Nigerians, for reasons difficult to understand, seem to be totally uninterested in the most important issues affecting their lives; one such is monthly revenue allocation to states. For the last one week, while the focus had been on politics, NGF, PDP etc, the Finance Commissioners of the 36 states had been in a tug of war with the Federal government; which owes them, collectively, about N160 billion.
Where true fiscal federalism exists, the problem should not have arisen at all. The states would have been collecting their own revenue; they would have been empowered by the constitution to take their own share s of the income generated and to send the balance to the centre. But, this is Nigeria; and, here, the Federal government collects the funds first and sends the states their shares – after keeping the whole lot for some time. Now, the Federal government is holding, for too long to N160 billion which should have been given to the states a long time ago.
There are two issues at stake in this dispute. Apart from the lack opf fioscal federalism, already mentioned above, there had been a steady decline in the crude oil revenue – which had constituted the major revenue earner for Nigeria since the 1970s.
Today, Nigeria is exporting, officially that is, only about 68% of the crude oil projected in the 2013 budget – which now in looking more like a mission impossible. Globally, most nations are experiencing weakening economic growth, especially China and the BRICS (Brazil, Russia, India, China and South Africa) – which had provided most of the global growth in the last twelve years. The developing nations which are growing faster than the advanced economies have not developed into consumers of Nigeria’s crude oil.
To add to our short-term woes, the United States, which even now, remains our biggest customer, has started exporting shale oil and increasing its domestic production of crude. Low demand from the US and other customers would ordinarily have resulted in a decline in crude oil revenue. Unfortunately, there are other problems.
Crude oil theft and vandalism have also contributed to lower revenue. The Federal government is faced with multiple problems with regard to vandalism. Pipe-line vandalism not only deprives the country of funds, it creates problems of environmental pollution which the nation must pay heavily to mitigate as well as security problems which claim funds and lives.

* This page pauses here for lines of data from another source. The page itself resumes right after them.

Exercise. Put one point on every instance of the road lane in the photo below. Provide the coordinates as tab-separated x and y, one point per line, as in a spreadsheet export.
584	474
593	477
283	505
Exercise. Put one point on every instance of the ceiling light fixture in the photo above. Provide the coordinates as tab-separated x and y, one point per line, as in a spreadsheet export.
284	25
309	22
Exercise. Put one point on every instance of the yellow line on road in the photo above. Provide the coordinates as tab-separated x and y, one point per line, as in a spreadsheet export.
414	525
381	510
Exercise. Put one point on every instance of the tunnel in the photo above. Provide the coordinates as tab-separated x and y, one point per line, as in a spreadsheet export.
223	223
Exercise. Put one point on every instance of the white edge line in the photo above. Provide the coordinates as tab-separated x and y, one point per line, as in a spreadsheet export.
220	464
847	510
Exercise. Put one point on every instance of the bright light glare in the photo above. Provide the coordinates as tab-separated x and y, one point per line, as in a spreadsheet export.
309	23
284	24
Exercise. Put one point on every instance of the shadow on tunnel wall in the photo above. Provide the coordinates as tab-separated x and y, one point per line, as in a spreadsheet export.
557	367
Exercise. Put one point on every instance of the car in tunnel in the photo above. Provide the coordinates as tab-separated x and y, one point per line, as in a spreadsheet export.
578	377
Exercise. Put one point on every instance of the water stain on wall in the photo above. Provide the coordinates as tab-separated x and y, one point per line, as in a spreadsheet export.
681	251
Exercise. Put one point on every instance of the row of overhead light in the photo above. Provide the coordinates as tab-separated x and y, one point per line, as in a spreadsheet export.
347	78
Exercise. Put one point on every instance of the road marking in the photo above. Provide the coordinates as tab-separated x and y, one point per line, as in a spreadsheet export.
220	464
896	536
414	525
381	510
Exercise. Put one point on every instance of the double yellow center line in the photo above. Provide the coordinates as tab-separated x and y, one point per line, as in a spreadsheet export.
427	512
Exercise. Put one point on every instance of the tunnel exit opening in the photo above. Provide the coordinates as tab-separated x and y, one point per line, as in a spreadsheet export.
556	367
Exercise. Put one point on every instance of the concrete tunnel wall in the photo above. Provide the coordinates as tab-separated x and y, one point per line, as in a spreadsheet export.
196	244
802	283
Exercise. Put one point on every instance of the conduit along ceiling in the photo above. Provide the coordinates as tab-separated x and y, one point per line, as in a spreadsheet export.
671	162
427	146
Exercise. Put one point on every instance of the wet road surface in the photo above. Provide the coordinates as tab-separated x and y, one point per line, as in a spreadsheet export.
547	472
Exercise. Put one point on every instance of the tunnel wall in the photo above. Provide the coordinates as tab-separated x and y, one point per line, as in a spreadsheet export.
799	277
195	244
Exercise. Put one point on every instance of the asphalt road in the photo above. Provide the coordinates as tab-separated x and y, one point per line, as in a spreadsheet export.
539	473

Altogether, the Federal government is in a tight corner which will call for the understanding and patience of the 36 states. The reason is not hard to discover; the Federal government itself is experiencing deep financial problems. As the Minister of State for Finance said, “We had shortages in revenue; so, the amount that we had statutorily reduced for the three tiers of government including the Federal Government”. What, Dr Yerima Ngama deliberately omitted is the fact that the revenue shortages will last for quite a while; may be, they will get worse.
What all these add up to is a long period of problems between the Federal and the states. Perhaps, no state government will receive anywhere near what was expected in January of this year. Unfortunately, few states have managed to mobilize the Internally Generated Revenue, IGR, to offset the short-fall from the Federal government.
Already, a number of states are already feeling the heat from their teachers who are demanding for the implementation of agreements reached with them at a time when few people could have foreseen the current shortfall in crude oil revenue. Teachers are not the only states employees who might be protesting unpaid salaries very soon. The unpaid arrears might soon affect other staff whose salaries might be delayed from now on.
Realising the seriousness of the problem, the Federal government had established a re-conciliation committee to resolve some of the issues involved. The committee, headed by Governor Isa Yuguda of Bauchi State, a former Managing Director of a bank, would ordinarily be expected to receive the support of the governors of other states. However, the recent break-up of the Nigeria Governors’ Forum could mean that Yuguda might fail to receive the co-operation from some of his colleagues which is vital for the reconciliation process to succeed.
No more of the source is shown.